This page is dedicated to resources related to the 7/29/17 Understanding Spark event presentation in Bellevue, WA.
Great [FREE!] resources on all things Spark:
https://jaceklaskowski.gitbooks.io/mastering-apache-spark/
https://spark.apache.org/docs/latest/sql-programming-guide.html
Databricks was founded by the original creators of Spark and is currently the largest contributor to Apache Spark.

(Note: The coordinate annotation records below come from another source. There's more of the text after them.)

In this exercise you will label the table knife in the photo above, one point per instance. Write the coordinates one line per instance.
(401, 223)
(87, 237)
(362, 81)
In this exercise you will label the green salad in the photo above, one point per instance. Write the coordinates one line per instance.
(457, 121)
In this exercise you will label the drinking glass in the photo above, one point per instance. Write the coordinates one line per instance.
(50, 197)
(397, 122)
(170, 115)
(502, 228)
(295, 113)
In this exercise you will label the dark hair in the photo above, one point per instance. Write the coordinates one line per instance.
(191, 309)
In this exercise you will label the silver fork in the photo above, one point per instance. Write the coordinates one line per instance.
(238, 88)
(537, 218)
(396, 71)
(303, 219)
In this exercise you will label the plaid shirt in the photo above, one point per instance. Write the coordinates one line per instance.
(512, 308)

As such, they are a phenomenal resource for information and services relating to Spark.
Datasets: https://databricks.com/blog/2016/01/04/introducing-apache-spark-datasets.html
Catalyst: https://www.slideshare.net/databricks/a-deep-dive-into-spark-sqls-catalyst-optimizer-with-yin-huai
https://de.slideshare.net/SparkSummit/deep-dive-into-catalyst-apache-spark-20s-optimizer-63071120
Tungsten: https://databricks.com/blog/2015/04/28/project-tungsten-bringing-spark-closer-to-bare-metal.html
Matrix: https://databricks.com/blog/2016/07/14/a-tale-of-three-apache-spark-apis-rdds-dataframes-and-datasets.html
Personally curated Examples:
Create mock typed object data
import org.apache.spark.sql.functions._
case class CountryGDP(countryCode : String, countryName : String, Year : String, gdp: Double, language : Option[String])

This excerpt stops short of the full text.